🍕 WebPizza RAG POC

🚀 Live Demo: https://webpizza-ai-poc.vercel.app/

⚠️ Experimental POC: This is a proof-of-concept for testing purposes only. It may contain bugs and errors. Loosely inspired by DataPizza AI.

100% Client-Side AI Document Chat - No servers, no APIs, complete privacy.

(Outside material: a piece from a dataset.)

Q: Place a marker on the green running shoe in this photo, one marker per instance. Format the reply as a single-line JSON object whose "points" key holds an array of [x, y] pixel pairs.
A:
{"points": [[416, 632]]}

Chat with your PDF documents using AI that runs entirely in your browser via WebGPU.

✨ Features

🔒 100% Private: All processing happens in your browser - your documents never leave your device
⚡ Dual Engine: Choose between standard WebLLM or optimized WeInfer (~3.76x faster)
🤖 Multiple Models: Phi-3, Llama 3, Mistral 7B, Qwen, Gemma
📄 PDF Support: Upload and chat with your PDF documents
🎯 RAG Pipeline: Advanced retrieval-augmented generation with vector search
💾 Local Storage: Documents cached in IndexedDB for instant access
🚀 WebGPU Accelerated: Leverage your GPU for fast inference

🛠️ Tech Stack

Frontend: Angular 20.3.0
LLM Engines:
- WebLLM v0.2.79 (Standard)
- WeInfer (Optimized fork with buffer reuse + async pipeline)
Embeddings: Transformers.js v2.17.2 (all-MiniLM-L6-v2)
PDF Parsing: PDF.js v5.4.296
Vector Store: IndexedDB with cosine similarity
Compute: WebGPU / WebAssembly

🚀 Quick Start

Prerequisites

Modern browser with WebGPU support (Chrome 113+, Edge 113+)
4GB+ RAM available
Modern GPU (Intel HD 5500+, NVIDIA GTX 650+, AMD HD 7750+, Apple M1+)

Development

# Install dependencies
npm install

# Start dev server
npm start

# Build for production
npm run build

Enable WebGPU (if needed)

Open chrome://flags or edge://flags
Search for "WebGPU"
Enable "Unsafe WebGPU"
Restart browser

Check your browser: https://webgpureport.org/

📖 Usage

Select Engine: Choose between WebLLM (standard) or WeInfer (optimized)
Choose Model: Select an LLM based on your hardware capabilities
Upload PDF: Drop your document (first load downloads model ~1-4GB)
Ask Questions: Chat with your document using natural language

🔒 Privacy

❌ No data collection
❌ No server uploads
❌ No tracking cookies
❌ No analytics
✅ 100% client-side processing
✅ Your data never leaves your device

See our Privacy Policy and Cookie Policy for details.

⚡ Performance

WebLLM (Standard)

Phi-3 Mini: ~3-6 tokens/sec
Llama 3.2 1B: ~8-12 tokens/sec
Mistral 7B: ~2-4 tokens/sec

WeInfer (Optimized)

~3.76x faster across all models
Buffer reuse optimization
Asynchronous pipeline processing
GPU sampling optimization

📦 Deployment

Vercel (Recommended)

# Install Vercel CLI
npm i -g vercel

# Deploy
vercel

The project includes vercel.json with optimal configuration for WebGPU and routing.

Other Platforms

Ensure your hosting supports:

SPA routing (all routes → index.html)
Cross-Origin headers for WebGPU:
- Cross-Origin-Embedder-Policy: require-corp
- Cross-Origin-Opener-Policy: same-origin

🎯 Browser Compatibility

Browser	Version	WebGPU Support
Chrome	113+	✅ Full Support
Edge	113+	✅ Full Support
Safari	18+	⚠️ Experimental
Firefox	-	❌ Not Yet

🔧 Configuration

Available Models (WebLLM)

- Phi-3-mini-4k-instruct-q4f16_1-MLC (~2GB)
- Llama-3.2-1B-Instruct-q4f16_1-MLC (~1GB)
- Llama-3.2-3B-Instruct-q4f16_1-MLC (~1.5GB)
- Mistral-7B-Instruct-v0.3-q4f16_1-MLC (~4GB)
- Qwen2.5-1.5B-Instruct-q4f16_1-MLC (~1GB)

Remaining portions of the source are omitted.